HPE says Russian state actor breached email systems

Midnight Blizzard suspected as the attackers

HPE says Russian state actor breached email systems

A Russian hacking group associated with state actors breached HPE email servers in December.

Hewlett Packard Enterprise's (HPE) cloud-based email systems were infiltrated by the same Russian hacking group that targeted Microsoft email accounts earlier this month.

CNN Business says HPE made the breach public through a securities filing last week. The incident occurred on 12th December 2023, affecting a "small percentage" of HPE mailboxes in various departments.

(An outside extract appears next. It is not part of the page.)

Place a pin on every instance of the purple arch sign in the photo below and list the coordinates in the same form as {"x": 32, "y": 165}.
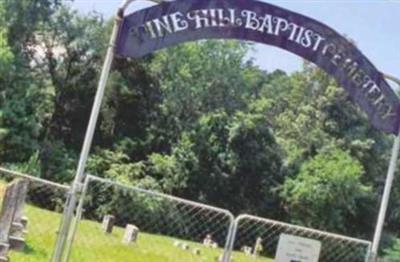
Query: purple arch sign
{"x": 179, "y": 21}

HPE suspects the involvement of the hacking group known as Midnight Blizzard. The group, linked to Russia's foreign intelligence service, has gained a reputation as one of the world's most advanced and elusive cyber espionage units. They were previously accused of using compromised software from SolarWinds to breach multiple US government agencies in 2020, sparking a significant overhaul in US government cybersecurity practices.

The hackers have proven skilled at infiltrating cloud computing networks, a tactic the FBI observed as far back as 2018.

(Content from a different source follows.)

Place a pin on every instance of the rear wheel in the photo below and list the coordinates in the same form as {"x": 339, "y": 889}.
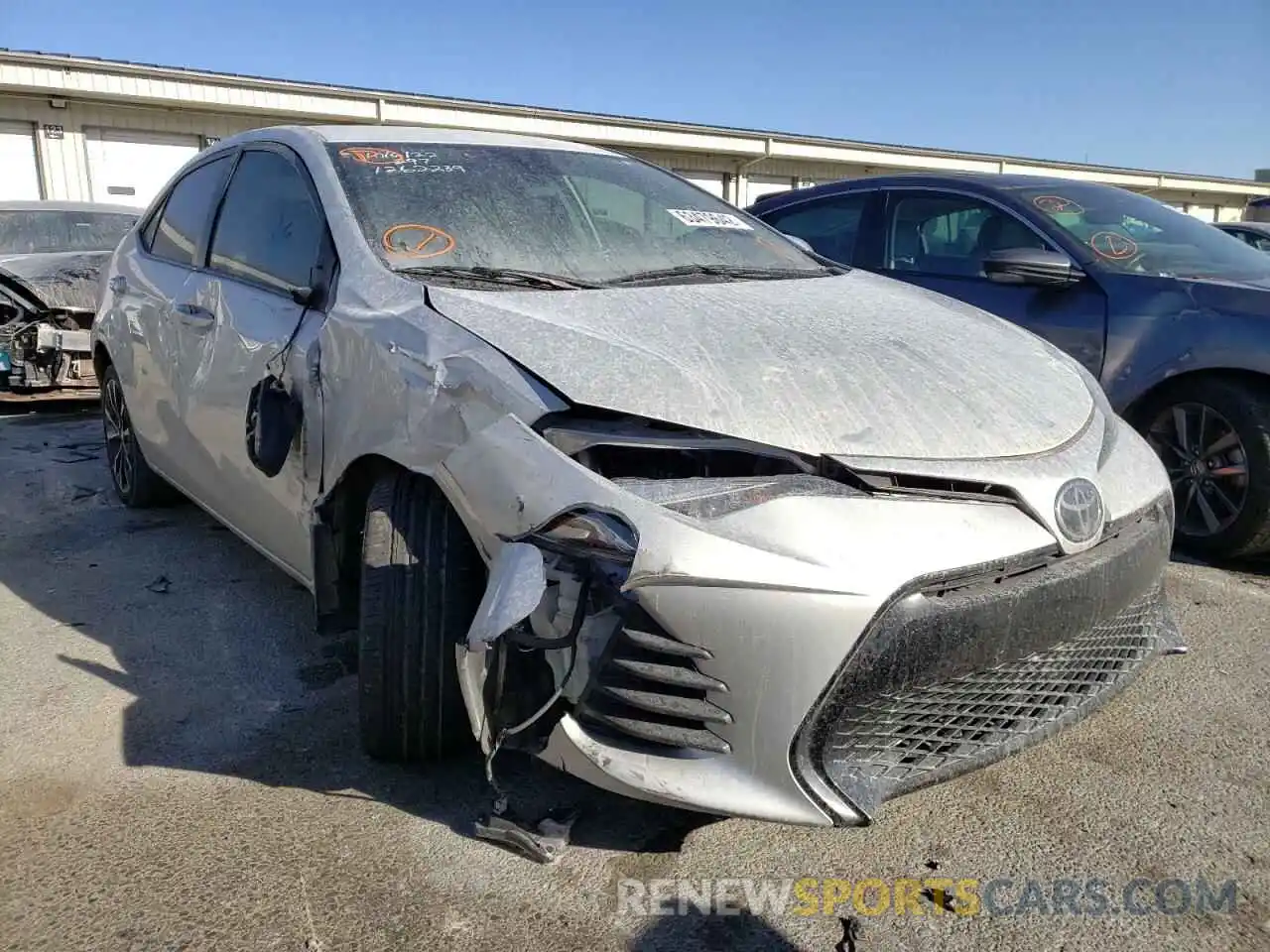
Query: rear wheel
{"x": 135, "y": 484}
{"x": 422, "y": 580}
{"x": 1213, "y": 436}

Previous attack in May 2023

HPE says that the December breach was connected to an earlier incident in May, where the same group breached and stole some of its SharePoint files. HPE moved to contain and remediate the situation, claiming that it did not have a significant impact on the company.

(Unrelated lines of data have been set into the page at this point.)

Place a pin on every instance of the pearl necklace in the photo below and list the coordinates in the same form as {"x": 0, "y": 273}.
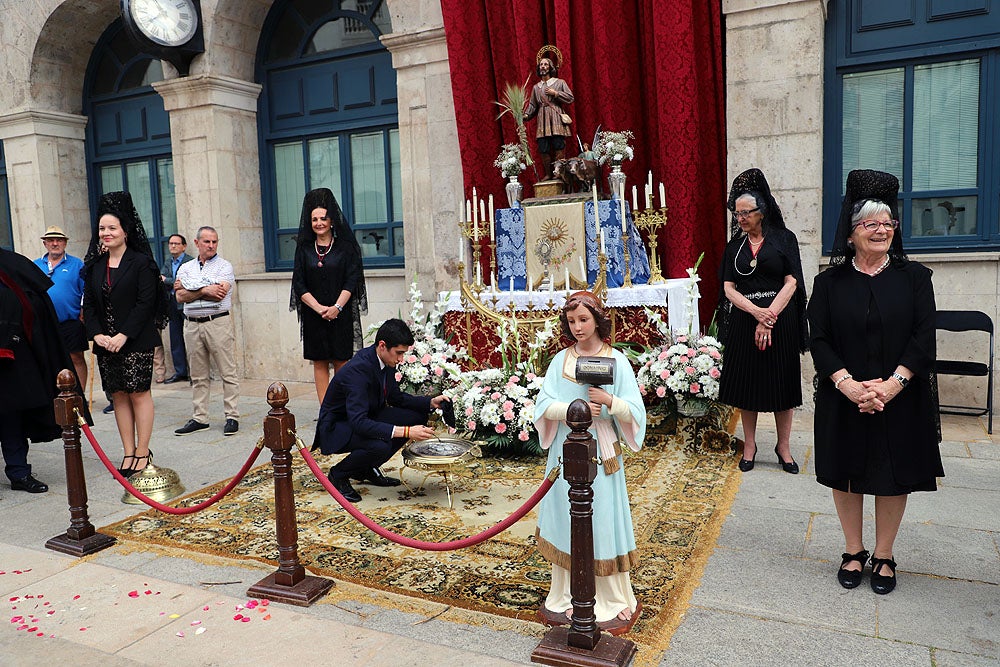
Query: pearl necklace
{"x": 877, "y": 271}
{"x": 321, "y": 255}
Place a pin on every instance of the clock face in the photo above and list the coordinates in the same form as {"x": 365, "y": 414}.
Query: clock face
{"x": 166, "y": 22}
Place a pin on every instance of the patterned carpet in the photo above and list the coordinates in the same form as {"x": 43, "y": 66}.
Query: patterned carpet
{"x": 681, "y": 487}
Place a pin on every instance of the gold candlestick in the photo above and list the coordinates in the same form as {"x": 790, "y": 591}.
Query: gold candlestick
{"x": 652, "y": 220}
{"x": 627, "y": 280}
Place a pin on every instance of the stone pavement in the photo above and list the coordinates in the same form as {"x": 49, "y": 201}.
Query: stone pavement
{"x": 768, "y": 595}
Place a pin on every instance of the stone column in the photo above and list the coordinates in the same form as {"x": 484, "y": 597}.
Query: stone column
{"x": 431, "y": 169}
{"x": 47, "y": 177}
{"x": 213, "y": 133}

Microsoft, which faced a similar breach by the same group this month, said the hackers used a relatively simple password spraying technique (using the same password to try and brute force access to multiple accounts) to breach a small number of corporate email accounts, including those of senior leaders. This disclosure has intensified the scrutiny on Microsoft's security practices.

Both HPE and Microsoft have activated response processes to investigate, contain and remediate the breaches. For its part, the National Security Agency (NSA) expressed disappointment that hackers could use password spraying in this era. As state-backed hackers continue to target major tech firms, the NSA emphasised the need for robust cybersecurity preparation.

HPE does not believe the December breach is likely to have a significant impact on its financial condition or operational results. However, the breach highlights the ongoing challenges tech companies face in securing sensitive information against sophisticated cyber threats.